Search code examples
rvisualizationhierarchical-clusteringdendrogramdendextend

Color dendrogram branches based on external labels uptowards the root until the label matches


From question Color branches of dendrogram using an existing column, I can color the branches near the leaf of the dendrogram. The code:

x<-1:100
dim(x)<-c(10,10)
set.seed(1)
groups<-c("red","red", "red", "red", "blue", "blue", "blue","blue", "red", "blue")
x.clust<-as.dendrogram(hclust(dist(x)))

x.clust.dend <- x.clust
labels_colors(x.clust.dend) <- groups
x.clust.dend <- assign_values_to_leaves_edgePar(x.clust.dend, value = groups, edgePar = "col") # add the colors.
x.clust.dend <- assign_values_to_leaves_edgePar(x.clust.dend, value = 3, edgePar = "lwd") # make the lines thick
plot(x.clust.dend) 

generates a dendrogram as shown in:enter image description here However, I want to color the branches up towards the root until the all the leaves in the current branch have the same labels. Even if there is a single mismatch switch to the default color of black. I want the resulting dendrogram to look like enter image description here

What I want is little different from using color_branches like

x.clust.dend <-color_branches(x.clust.dend,k=3)

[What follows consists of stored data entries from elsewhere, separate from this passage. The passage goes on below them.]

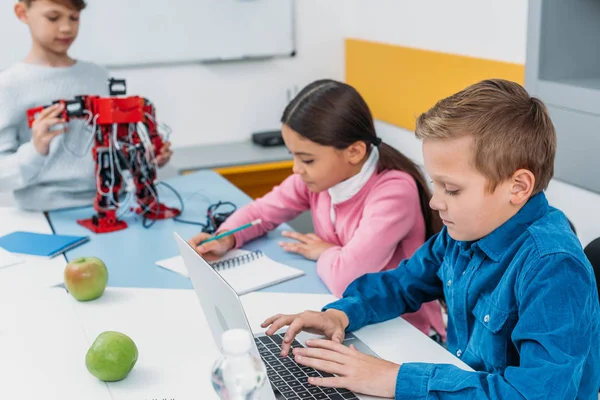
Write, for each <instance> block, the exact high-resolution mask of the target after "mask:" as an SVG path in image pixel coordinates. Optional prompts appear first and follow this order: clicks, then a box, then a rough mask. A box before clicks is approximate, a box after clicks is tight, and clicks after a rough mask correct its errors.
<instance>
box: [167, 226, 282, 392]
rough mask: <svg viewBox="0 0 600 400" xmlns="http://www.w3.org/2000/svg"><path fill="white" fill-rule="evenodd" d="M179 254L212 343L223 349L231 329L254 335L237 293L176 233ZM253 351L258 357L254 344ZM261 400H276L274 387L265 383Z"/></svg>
mask: <svg viewBox="0 0 600 400" xmlns="http://www.w3.org/2000/svg"><path fill="white" fill-rule="evenodd" d="M174 234H175V239H176V241H177V246H178V247H179V253H180V254H181V257H182V258H183V263H184V264H185V267H186V269H187V271H188V274H189V276H190V279H191V281H192V286H193V287H194V291H195V292H196V296H198V300H200V306H201V307H202V310H203V311H204V315H205V316H206V320H207V322H208V326H209V327H210V331H211V333H212V335H213V340H214V341H215V344H216V345H217V347H218V348H219V349H221V348H222V347H221V336H222V334H223V332H225V331H226V330H229V329H236V328H239V329H245V330H247V331H248V332H250V333H252V330H251V329H250V324H249V323H248V319H247V317H246V313H244V308H243V307H242V303H241V302H240V298H239V297H238V295H237V293H236V292H235V290H233V288H232V287H231V286H229V284H228V283H227V282H226V281H225V280H224V279H223V278H222V277H221V275H219V273H218V272H217V271H215V270H214V269H213V268H212V267H211V266H210V264H209V263H207V262H206V261H205V260H204V259H203V258H202V257H201V256H200V255H199V254H198V253H196V251H195V250H194V249H193V248H192V246H190V245H189V244H188V243H187V242H186V241H185V240H184V239H183V238H182V237H181V236H179V234H177V233H176V232H175V233H174ZM252 352H253V354H254V355H255V356H256V357H259V358H260V356H259V354H258V348H257V347H256V344H253V347H252ZM259 398H260V399H261V400H275V394H274V393H273V390H272V389H271V385H270V384H268V383H266V384H265V385H264V386H263V387H262V389H261V392H260V396H259Z"/></svg>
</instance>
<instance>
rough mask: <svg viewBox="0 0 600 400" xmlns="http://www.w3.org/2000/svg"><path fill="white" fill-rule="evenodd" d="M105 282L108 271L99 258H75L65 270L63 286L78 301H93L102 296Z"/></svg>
mask: <svg viewBox="0 0 600 400" xmlns="http://www.w3.org/2000/svg"><path fill="white" fill-rule="evenodd" d="M106 282H108V270H107V269H106V265H104V263H103V262H102V260H100V259H99V258H96V257H80V258H76V259H74V260H72V261H71V262H70V263H68V264H67V267H66V268H65V286H66V287H67V290H68V291H69V293H71V295H72V296H73V297H75V298H76V299H77V300H79V301H88V300H94V299H97V298H98V297H100V296H102V294H103V293H104V289H106Z"/></svg>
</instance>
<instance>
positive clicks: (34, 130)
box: [31, 103, 66, 156]
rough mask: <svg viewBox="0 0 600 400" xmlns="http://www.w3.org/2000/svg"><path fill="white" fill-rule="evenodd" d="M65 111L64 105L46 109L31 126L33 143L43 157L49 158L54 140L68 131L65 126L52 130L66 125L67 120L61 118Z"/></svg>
mask: <svg viewBox="0 0 600 400" xmlns="http://www.w3.org/2000/svg"><path fill="white" fill-rule="evenodd" d="M64 109H65V107H64V105H62V104H58V103H57V104H54V105H52V106H50V107H46V108H44V109H43V110H42V111H41V112H40V113H39V115H38V116H37V118H36V120H35V121H34V123H33V124H32V125H31V141H32V142H33V146H34V147H35V149H36V150H37V152H38V153H40V154H41V155H43V156H47V155H48V153H49V152H50V142H52V139H54V138H55V137H56V136H58V135H60V134H62V133H64V132H65V131H66V128H65V127H64V126H63V127H62V128H58V129H54V130H51V129H52V127H53V126H55V125H60V124H64V123H65V120H64V119H63V118H60V117H59V115H60V113H62V112H63V111H64Z"/></svg>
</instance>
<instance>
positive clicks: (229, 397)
mask: <svg viewBox="0 0 600 400" xmlns="http://www.w3.org/2000/svg"><path fill="white" fill-rule="evenodd" d="M253 340H254V338H253V337H252V335H251V334H250V332H248V331H247V330H244V329H231V330H228V331H226V332H224V333H223V336H222V339H221V343H222V346H223V349H222V350H223V355H222V356H221V357H220V358H219V359H218V360H217V361H216V362H215V364H214V365H213V369H212V384H213V387H214V389H215V391H216V392H217V394H218V395H219V397H220V398H221V399H223V400H253V399H255V398H258V396H256V395H257V393H258V392H259V389H260V388H261V387H262V386H263V385H264V383H265V380H266V377H267V371H266V369H265V366H264V364H263V363H262V361H261V360H260V359H259V358H258V357H256V356H254V354H253V353H252V341H253ZM255 396H256V397H255Z"/></svg>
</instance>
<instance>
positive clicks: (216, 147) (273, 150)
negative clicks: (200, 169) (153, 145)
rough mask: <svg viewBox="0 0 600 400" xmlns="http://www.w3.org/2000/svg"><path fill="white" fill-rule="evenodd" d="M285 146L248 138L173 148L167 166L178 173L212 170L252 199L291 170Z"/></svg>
mask: <svg viewBox="0 0 600 400" xmlns="http://www.w3.org/2000/svg"><path fill="white" fill-rule="evenodd" d="M292 167H293V162H292V155H291V154H290V153H289V151H288V149H287V148H286V147H285V146H277V147H261V146H258V145H255V144H253V143H252V142H251V141H249V140H248V141H243V142H233V143H225V144H215V145H208V146H194V147H188V148H183V149H177V150H176V151H174V152H173V157H172V159H171V161H170V162H169V165H168V168H169V169H170V170H171V171H173V170H174V171H176V173H178V174H188V173H191V172H194V171H197V170H200V169H214V170H215V171H216V172H218V173H219V174H220V175H222V176H223V177H225V179H227V180H228V181H229V182H231V183H233V184H234V185H235V186H236V187H238V188H240V189H241V190H242V191H243V192H244V193H246V194H247V195H248V196H250V197H252V198H253V199H256V198H259V197H262V196H264V195H265V194H266V193H268V192H270V191H271V189H273V186H275V185H279V184H280V183H281V182H282V181H283V180H284V179H285V178H287V177H288V176H290V175H291V174H292V173H293V171H292Z"/></svg>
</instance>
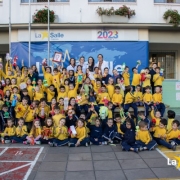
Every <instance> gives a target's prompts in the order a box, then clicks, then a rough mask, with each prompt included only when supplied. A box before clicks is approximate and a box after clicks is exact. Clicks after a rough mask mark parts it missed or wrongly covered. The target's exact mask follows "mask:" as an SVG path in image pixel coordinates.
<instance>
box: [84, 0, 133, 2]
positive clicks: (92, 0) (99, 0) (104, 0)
mask: <svg viewBox="0 0 180 180" xmlns="http://www.w3.org/2000/svg"><path fill="white" fill-rule="evenodd" d="M88 1H89V2H136V0H88Z"/></svg>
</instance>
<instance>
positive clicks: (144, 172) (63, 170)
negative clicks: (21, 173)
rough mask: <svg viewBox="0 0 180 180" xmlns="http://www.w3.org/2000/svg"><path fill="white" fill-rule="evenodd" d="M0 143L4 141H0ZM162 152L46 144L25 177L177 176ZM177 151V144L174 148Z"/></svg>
mask: <svg viewBox="0 0 180 180" xmlns="http://www.w3.org/2000/svg"><path fill="white" fill-rule="evenodd" d="M3 146H4V147H5V146H7V145H0V147H1V148H2V147H3ZM13 146H15V145H13V144H11V145H9V147H11V148H13ZM19 146H20V147H22V146H23V145H18V147H19ZM16 147H17V146H16ZM23 147H24V146H23ZM34 147H39V146H34ZM32 151H33V149H32ZM165 151H167V152H170V153H171V154H172V151H169V150H167V149H166V150H165ZM162 153H163V149H161V151H160V153H159V152H158V151H157V150H154V151H150V152H148V151H145V152H140V153H139V154H136V153H133V152H124V151H122V150H121V147H120V145H117V146H90V147H78V148H69V147H67V146H66V147H59V148H55V147H54V148H53V147H49V146H46V145H45V146H44V149H43V150H42V153H41V154H40V156H39V158H38V160H37V162H36V164H35V166H34V167H33V169H32V171H31V173H30V176H29V177H28V180H136V179H144V180H146V179H164V178H169V179H180V171H179V170H177V169H176V168H175V167H174V166H168V165H167V159H166V158H165V157H164V156H163V154H162ZM179 154H180V148H178V149H177V151H176V155H177V156H178V155H179ZM0 179H1V178H0ZM3 180H6V179H3Z"/></svg>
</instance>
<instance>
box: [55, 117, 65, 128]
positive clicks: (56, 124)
mask: <svg viewBox="0 0 180 180" xmlns="http://www.w3.org/2000/svg"><path fill="white" fill-rule="evenodd" d="M61 118H66V117H65V116H64V115H63V114H55V115H54V116H53V117H52V119H53V123H54V126H55V127H58V126H59V121H60V119H61Z"/></svg>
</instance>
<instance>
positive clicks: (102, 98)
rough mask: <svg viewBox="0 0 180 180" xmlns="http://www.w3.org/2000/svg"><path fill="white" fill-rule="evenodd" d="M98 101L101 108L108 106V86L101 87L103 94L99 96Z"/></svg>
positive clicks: (101, 92)
mask: <svg viewBox="0 0 180 180" xmlns="http://www.w3.org/2000/svg"><path fill="white" fill-rule="evenodd" d="M97 101H98V104H99V106H104V105H107V103H108V101H110V97H109V94H108V93H107V91H106V86H104V85H102V86H101V93H99V94H98V95H97Z"/></svg>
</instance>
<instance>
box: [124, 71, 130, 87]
mask: <svg viewBox="0 0 180 180" xmlns="http://www.w3.org/2000/svg"><path fill="white" fill-rule="evenodd" d="M123 78H124V85H125V86H129V85H130V80H129V78H130V74H129V73H127V72H124V73H123Z"/></svg>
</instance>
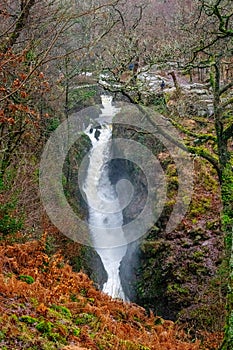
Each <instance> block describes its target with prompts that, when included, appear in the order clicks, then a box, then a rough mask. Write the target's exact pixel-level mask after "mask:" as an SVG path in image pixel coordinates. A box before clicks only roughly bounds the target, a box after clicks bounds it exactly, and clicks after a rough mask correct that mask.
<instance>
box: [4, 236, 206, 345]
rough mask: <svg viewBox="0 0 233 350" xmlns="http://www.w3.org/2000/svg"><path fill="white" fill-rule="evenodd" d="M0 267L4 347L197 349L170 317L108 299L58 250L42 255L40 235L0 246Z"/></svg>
mask: <svg viewBox="0 0 233 350" xmlns="http://www.w3.org/2000/svg"><path fill="white" fill-rule="evenodd" d="M0 272H1V274H0V313H1V315H2V316H1V318H0V324H1V326H0V329H1V332H0V340H1V341H0V344H1V346H5V348H6V349H8V348H10V349H17V350H18V349H26V348H27V349H29V348H31V349H62V348H64V349H67V350H68V349H73V350H75V349H111V348H112V349H114V350H115V349H122V350H124V349H135V350H136V349H151V350H156V349H159V350H169V349H177V350H197V349H200V345H199V342H198V341H196V342H195V343H189V342H188V337H187V335H185V334H184V332H181V331H178V329H177V327H176V326H175V324H174V323H173V322H171V321H165V320H163V319H161V318H159V317H155V316H154V315H152V314H151V315H150V316H147V315H146V312H145V310H144V309H143V308H141V307H139V306H137V305H135V304H132V303H124V302H123V301H121V300H112V299H111V298H110V297H109V296H107V295H105V294H103V293H102V292H100V291H97V290H96V289H95V288H94V286H93V283H92V282H91V281H90V280H89V278H88V277H87V276H86V275H85V274H84V273H75V272H73V271H72V269H71V267H70V266H69V265H67V264H65V263H64V260H63V258H62V256H61V255H59V254H57V255H54V256H48V255H47V254H46V253H45V238H44V239H43V240H42V241H40V242H38V241H32V242H28V243H26V244H15V245H11V246H9V245H5V246H4V245H3V246H1V247H0ZM185 340H186V341H185ZM1 348H2V347H1Z"/></svg>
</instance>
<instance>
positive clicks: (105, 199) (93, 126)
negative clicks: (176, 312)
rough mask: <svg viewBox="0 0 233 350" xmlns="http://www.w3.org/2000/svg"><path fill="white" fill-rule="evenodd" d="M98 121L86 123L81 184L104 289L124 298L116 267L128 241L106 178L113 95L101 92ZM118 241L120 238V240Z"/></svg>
mask: <svg viewBox="0 0 233 350" xmlns="http://www.w3.org/2000/svg"><path fill="white" fill-rule="evenodd" d="M101 98H102V105H103V107H104V108H103V109H101V114H100V116H99V119H97V121H98V123H99V125H97V126H92V125H89V126H88V128H87V129H86V130H85V133H86V134H87V135H88V137H89V138H90V140H91V142H92V149H91V151H90V154H89V165H88V169H87V175H86V179H85V182H84V186H83V191H84V192H85V194H86V198H87V203H88V211H89V219H88V224H89V229H90V234H91V239H92V243H93V246H94V248H95V250H96V252H97V253H98V254H99V256H100V258H101V261H102V263H103V266H104V268H105V270H106V272H107V275H108V279H107V282H106V283H105V284H104V286H103V292H105V293H107V294H108V295H110V296H112V297H113V298H121V299H123V300H125V295H124V291H123V289H122V285H121V280H120V275H119V267H120V263H121V260H122V258H123V257H124V256H125V254H126V250H127V242H126V240H125V239H124V232H123V230H122V225H123V215H122V210H121V207H120V203H119V200H118V195H117V192H116V189H115V186H113V185H112V184H111V181H110V179H109V165H108V163H109V160H111V142H112V124H111V122H112V118H113V116H114V115H115V114H116V112H117V109H116V108H115V107H114V106H112V98H111V97H109V96H102V97H101ZM119 242H121V243H120V244H119ZM124 242H125V244H122V243H124Z"/></svg>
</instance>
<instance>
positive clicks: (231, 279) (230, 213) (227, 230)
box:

because it colors based on its own clusters not based on some external labels.


Solution

  • The function you are looking for is branches_attr_by_clusters. Here is how to use it:

    library(dendextend)
    
    x <- 1:100
    dim(x) <- c(10, 10)
    set.seed(1)
    groups <- c("red","red", "red", "red", "blue", "blue", "blue","blue", "red", "blue")
    dend <- as.dendrogram(hclust(dist(x)))
    
    clusters <- as.numeric(factor(groups, levels = c("red", "blue")))
    dend2 <-
      branches_attr_by_clusters(dend , clusters, values = groups)
    plot(dend2)
    

    enter image description here

    This function was originally created to display the results of dynamicTreeCut. See the vignette for another example.